For 1.7m, at sound speed in air of 340m/s, you get 10ms pulse width.
Up to now, my scratchClient software had no ability to support this device. In order to evaluate different approaches to measure pulse width timings in this range, I have set up an arduino board simulating this device with 10ms timing.
The goal was to have around 1000 measurements and look for the distribution of values.
Approach A was to take python code as found on the net. Two loops, first one looking for raising pulse and second one looking for falling pulse.
Results are not very precise.
There are quite a lot of measurements at 10ms, but 2/3 of all results are up to 40% higher; few also till 16,5 ms. This is as expected, as the IO system is slow, and a lot of other things are running in the system in parallel.
Advantage is that there are no additional cost, except some voltage dividers needed.
Approach B is a microcontroller subsystem using the atmel 328 chip, sitting on a breadboard and connected with SPI to RPI. The internal oscillator is used for simplicity and reduced cost. This setup is similiar to the adc-setup described in another post.
Time measurement is using the 16 bit timer in 1/64 resolution, yielding 8us values.
Results are pretty nice, although the deviation is 3% from 10.0ms.

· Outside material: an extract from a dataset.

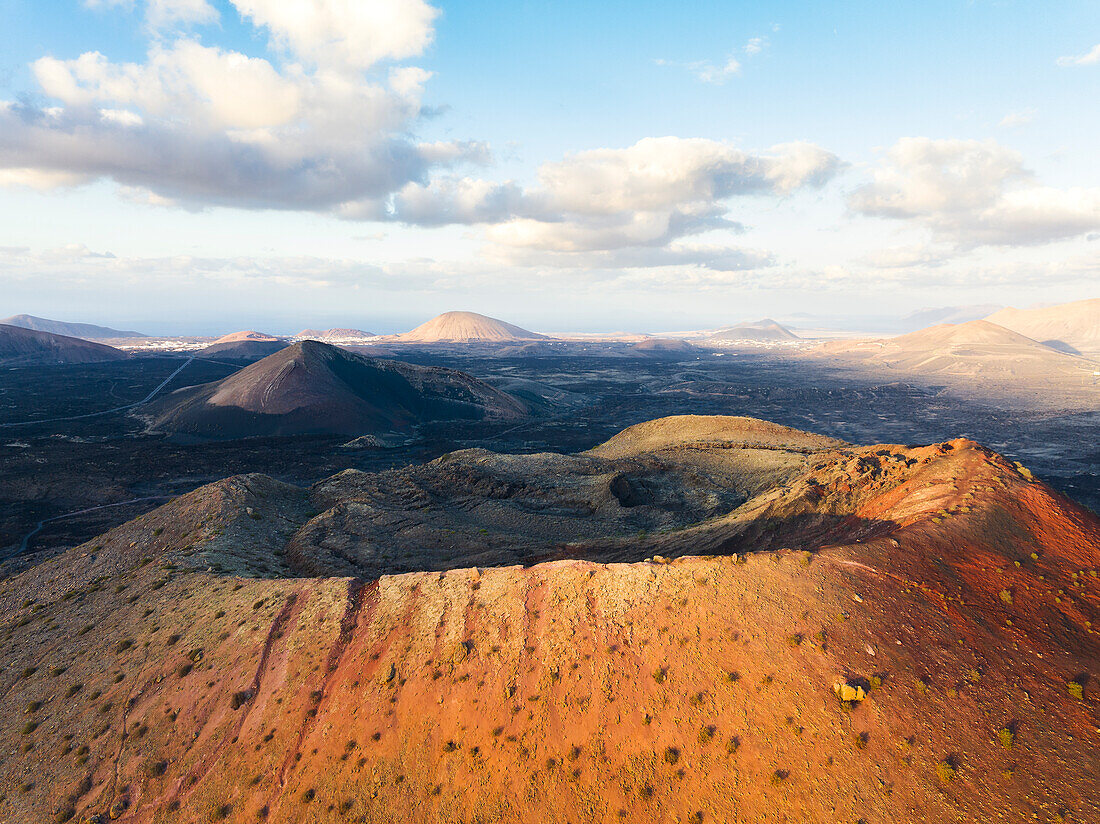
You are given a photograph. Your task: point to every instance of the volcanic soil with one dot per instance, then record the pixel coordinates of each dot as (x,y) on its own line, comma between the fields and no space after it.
(807,632)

Most possible this is caused by the free running oscillator running a little bit too fast; some more investigation is needed here to eliminate software errors.
The code is polling the timer, which is fast enough for this application. SPI is handled with an interrupt coded in assembler. This allows up to 240kHz SPI frequency.
The software is completed and supports up to 4 sonic sensors.
Cost is prox 3.5$ per unit, some soldering and some voltage dividers. No difficult software setup needed.
I found other approaches on the net. DMA code, C-Code or alike. Problem here is the complicated software setup (no ready to use solutions) and the difficult integration into the python environment with RPI.GPIO.
The hardware setup is straightforward. Note the 5V on the supply voltage of the HC-SR04. Doublecheck also the ground connection from HCSR04 to breadboard and to Raspberry. This is important to avoid to get 5V into the raspberry inputs.
For the scratch setup, there is a sample configuration with device(0) connected.
cd ~/scatchClient sudo python src/scratchClient.py -c config/config_hcsr04_atmel328.xml
In scratch, enable remote sensor connections. You receive ‘distance_A’.
For detailed instructions on how to program the atmel processor, see the documentation in the download file on download page. The programming is performed by the raspberry pi with the SPI cabling.